Supervised Learning
05 / 13
K-Nearest Neighbors (KNN)
A simple, intuitive algorithm: predict by looking at the K closest training examples.
How It Works
KNN is a lazy learner — it doesn't build a model during training. Instead, at prediction time it:
- Computes the distance from the query point to every training point
- Selects the K nearest neighbors
- For classification: returns the majority class
- For regression: returns the average value
Distance Metrics
Euclidean: d(p, q) = √Σ(pᵢ − qᵢ)²
Manhattan: d(p, q) = Σ|pᵢ − qᵢ|
Choosing K
- Small K → noisy, overfits
- Large K → smooth, may underfit
- Often use cross-validation; odd K avoids ties in binary classification
Python Implementation
from sklearn.neighbors import KNeighborsClassifier
from sklearn.datasets import load_iris
from sklearn.model_selection import train_test_split
X, y = load_iris(return_X_y=True)
X_tr, X_te, y_tr, y_te = train_test_split(X, y, test_size=0.2)
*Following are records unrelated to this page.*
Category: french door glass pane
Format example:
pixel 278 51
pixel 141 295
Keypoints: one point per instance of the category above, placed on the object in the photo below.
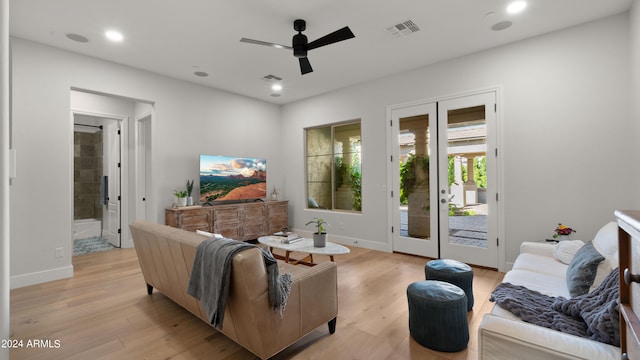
pixel 415 206
pixel 467 151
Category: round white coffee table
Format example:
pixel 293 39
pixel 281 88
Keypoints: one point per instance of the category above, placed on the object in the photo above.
pixel 303 245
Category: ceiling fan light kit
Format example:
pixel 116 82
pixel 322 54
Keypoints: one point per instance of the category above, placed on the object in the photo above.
pixel 301 45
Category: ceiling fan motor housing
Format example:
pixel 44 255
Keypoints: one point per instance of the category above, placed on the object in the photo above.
pixel 300 45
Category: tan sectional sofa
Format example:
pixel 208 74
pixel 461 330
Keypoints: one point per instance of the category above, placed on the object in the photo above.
pixel 166 257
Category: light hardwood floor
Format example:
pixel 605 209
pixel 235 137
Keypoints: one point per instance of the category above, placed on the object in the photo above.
pixel 104 312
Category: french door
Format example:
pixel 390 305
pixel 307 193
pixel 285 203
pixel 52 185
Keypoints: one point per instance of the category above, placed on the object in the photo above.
pixel 444 179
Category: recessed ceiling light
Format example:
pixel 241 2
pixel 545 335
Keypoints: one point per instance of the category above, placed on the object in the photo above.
pixel 501 25
pixel 516 7
pixel 114 36
pixel 77 37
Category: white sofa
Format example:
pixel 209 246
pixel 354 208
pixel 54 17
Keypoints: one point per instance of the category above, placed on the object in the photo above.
pixel 502 335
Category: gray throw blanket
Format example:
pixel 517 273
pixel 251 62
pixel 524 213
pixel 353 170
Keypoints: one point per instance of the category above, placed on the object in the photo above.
pixel 211 277
pixel 593 315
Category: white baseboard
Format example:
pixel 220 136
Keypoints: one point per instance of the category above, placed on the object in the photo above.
pixel 41 277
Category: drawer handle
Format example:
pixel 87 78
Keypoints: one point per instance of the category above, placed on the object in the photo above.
pixel 629 277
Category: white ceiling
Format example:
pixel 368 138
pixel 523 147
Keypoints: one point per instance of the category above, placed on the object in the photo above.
pixel 177 38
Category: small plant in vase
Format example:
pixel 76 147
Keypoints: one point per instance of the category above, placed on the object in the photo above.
pixel 320 236
pixel 562 232
pixel 180 197
pixel 189 191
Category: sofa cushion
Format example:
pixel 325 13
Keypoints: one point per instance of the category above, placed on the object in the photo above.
pixel 582 270
pixel 566 250
pixel 606 242
pixel 551 285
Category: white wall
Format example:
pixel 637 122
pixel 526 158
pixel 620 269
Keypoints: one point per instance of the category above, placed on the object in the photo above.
pixel 635 93
pixel 189 120
pixel 566 120
pixel 5 301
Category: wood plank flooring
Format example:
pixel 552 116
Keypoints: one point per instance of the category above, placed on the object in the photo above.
pixel 104 312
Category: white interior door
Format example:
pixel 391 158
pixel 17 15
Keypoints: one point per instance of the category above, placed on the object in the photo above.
pixel 467 134
pixel 414 193
pixel 112 161
pixel 444 179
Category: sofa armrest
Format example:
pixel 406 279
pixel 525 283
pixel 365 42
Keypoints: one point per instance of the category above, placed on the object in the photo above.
pixel 318 295
pixel 500 338
pixel 537 248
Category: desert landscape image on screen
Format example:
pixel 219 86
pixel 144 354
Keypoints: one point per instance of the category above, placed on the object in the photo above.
pixel 231 178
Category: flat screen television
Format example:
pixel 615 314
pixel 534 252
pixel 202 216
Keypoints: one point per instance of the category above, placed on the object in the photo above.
pixel 227 179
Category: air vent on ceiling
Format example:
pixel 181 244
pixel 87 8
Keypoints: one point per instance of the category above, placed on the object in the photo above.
pixel 404 28
pixel 271 78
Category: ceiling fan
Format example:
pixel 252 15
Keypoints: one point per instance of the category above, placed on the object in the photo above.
pixel 300 44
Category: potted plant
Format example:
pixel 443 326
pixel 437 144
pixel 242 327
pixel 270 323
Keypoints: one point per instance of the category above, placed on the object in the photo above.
pixel 189 190
pixel 180 197
pixel 562 232
pixel 320 236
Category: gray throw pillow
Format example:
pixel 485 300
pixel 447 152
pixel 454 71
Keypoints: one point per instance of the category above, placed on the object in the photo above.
pixel 582 270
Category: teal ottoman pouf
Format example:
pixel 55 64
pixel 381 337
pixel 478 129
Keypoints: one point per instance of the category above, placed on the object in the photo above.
pixel 454 272
pixel 438 315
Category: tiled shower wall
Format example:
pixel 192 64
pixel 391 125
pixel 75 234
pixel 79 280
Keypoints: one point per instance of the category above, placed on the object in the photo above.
pixel 87 170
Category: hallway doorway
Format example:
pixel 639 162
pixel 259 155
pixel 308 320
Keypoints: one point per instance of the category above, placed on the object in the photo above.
pixel 97 180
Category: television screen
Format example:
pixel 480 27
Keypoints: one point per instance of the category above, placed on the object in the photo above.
pixel 232 178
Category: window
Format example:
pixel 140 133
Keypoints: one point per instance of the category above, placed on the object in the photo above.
pixel 333 167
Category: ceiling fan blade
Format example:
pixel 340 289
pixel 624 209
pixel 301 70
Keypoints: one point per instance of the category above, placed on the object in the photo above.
pixel 259 42
pixel 305 65
pixel 338 35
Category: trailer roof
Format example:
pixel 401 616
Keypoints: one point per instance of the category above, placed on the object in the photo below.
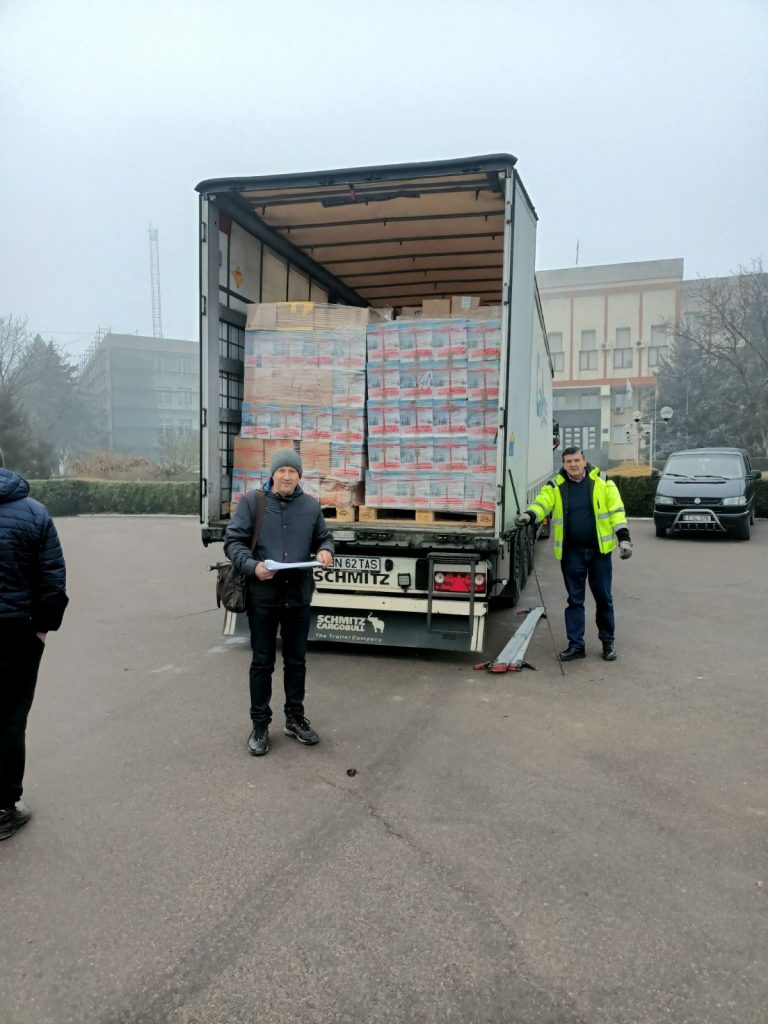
pixel 392 235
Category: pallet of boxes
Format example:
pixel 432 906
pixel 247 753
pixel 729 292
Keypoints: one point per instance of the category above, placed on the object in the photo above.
pixel 410 403
pixel 432 412
pixel 304 388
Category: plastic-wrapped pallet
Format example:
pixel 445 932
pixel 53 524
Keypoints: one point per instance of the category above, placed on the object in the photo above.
pixel 432 412
pixel 304 387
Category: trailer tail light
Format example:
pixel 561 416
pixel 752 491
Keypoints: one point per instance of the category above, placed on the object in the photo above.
pixel 459 583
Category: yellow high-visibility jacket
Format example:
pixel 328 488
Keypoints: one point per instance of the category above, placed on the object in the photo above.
pixel 606 504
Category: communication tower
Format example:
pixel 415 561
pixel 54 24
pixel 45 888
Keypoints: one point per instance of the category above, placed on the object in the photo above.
pixel 157 314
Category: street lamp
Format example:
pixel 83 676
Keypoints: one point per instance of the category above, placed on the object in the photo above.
pixel 666 413
pixel 637 417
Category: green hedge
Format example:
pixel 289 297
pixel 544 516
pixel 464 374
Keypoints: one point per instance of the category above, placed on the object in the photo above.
pixel 638 493
pixel 69 497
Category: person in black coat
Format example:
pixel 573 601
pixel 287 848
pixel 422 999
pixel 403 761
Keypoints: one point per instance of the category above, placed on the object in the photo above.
pixel 292 530
pixel 33 598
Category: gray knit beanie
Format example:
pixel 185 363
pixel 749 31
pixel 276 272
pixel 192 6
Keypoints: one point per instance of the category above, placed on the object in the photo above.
pixel 286 458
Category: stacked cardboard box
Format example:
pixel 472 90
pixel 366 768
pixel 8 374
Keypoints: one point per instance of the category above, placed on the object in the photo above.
pixel 432 414
pixel 304 388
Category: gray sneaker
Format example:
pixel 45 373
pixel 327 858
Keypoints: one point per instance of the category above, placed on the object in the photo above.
pixel 11 819
pixel 258 741
pixel 300 729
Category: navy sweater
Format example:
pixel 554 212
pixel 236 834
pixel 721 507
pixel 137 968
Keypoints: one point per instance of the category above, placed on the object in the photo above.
pixel 294 528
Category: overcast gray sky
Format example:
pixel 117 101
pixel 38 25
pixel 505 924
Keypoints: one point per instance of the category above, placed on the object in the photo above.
pixel 640 128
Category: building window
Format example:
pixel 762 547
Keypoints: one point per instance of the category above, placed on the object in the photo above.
pixel 658 336
pixel 588 359
pixel 656 354
pixel 583 437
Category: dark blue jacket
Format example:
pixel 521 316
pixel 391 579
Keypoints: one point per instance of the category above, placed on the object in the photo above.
pixel 33 579
pixel 294 529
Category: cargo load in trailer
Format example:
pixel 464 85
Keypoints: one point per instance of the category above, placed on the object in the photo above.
pixel 384 322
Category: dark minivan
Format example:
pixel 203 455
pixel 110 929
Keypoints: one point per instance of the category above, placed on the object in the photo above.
pixel 707 489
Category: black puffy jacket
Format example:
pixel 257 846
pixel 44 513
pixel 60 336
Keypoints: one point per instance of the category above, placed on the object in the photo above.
pixel 33 578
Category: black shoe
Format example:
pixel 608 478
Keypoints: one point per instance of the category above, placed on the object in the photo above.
pixel 258 741
pixel 609 651
pixel 11 819
pixel 300 729
pixel 571 653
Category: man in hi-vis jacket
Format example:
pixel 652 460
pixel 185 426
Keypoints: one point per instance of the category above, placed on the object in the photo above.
pixel 588 518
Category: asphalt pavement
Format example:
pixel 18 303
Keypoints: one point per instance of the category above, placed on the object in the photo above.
pixel 515 849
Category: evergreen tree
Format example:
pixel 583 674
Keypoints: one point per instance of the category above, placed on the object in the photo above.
pixel 25 453
pixel 57 410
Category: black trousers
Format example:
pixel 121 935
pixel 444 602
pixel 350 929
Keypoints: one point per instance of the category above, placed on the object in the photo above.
pixel 580 566
pixel 294 630
pixel 20 651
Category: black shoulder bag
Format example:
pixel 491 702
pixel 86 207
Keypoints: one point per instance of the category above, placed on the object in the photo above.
pixel 230 583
knn = KNeighborsClassifier(n_neighbors=5)
knn.fit(X_tr, y_tr)
print("Accuracy:", knn.score(X_te, y_te))Important: Scale your features!
Because KNN relies on distance, features with larger scales dominate. Always normalize or standardize your data before applying KNN.
Pros and Cons
Pros: Simple, no training phase, works for multi-class, naturally non-linear.
Cons: Slow at prediction time, suffers from curse of dimensionality, sensitive to irrelevant features.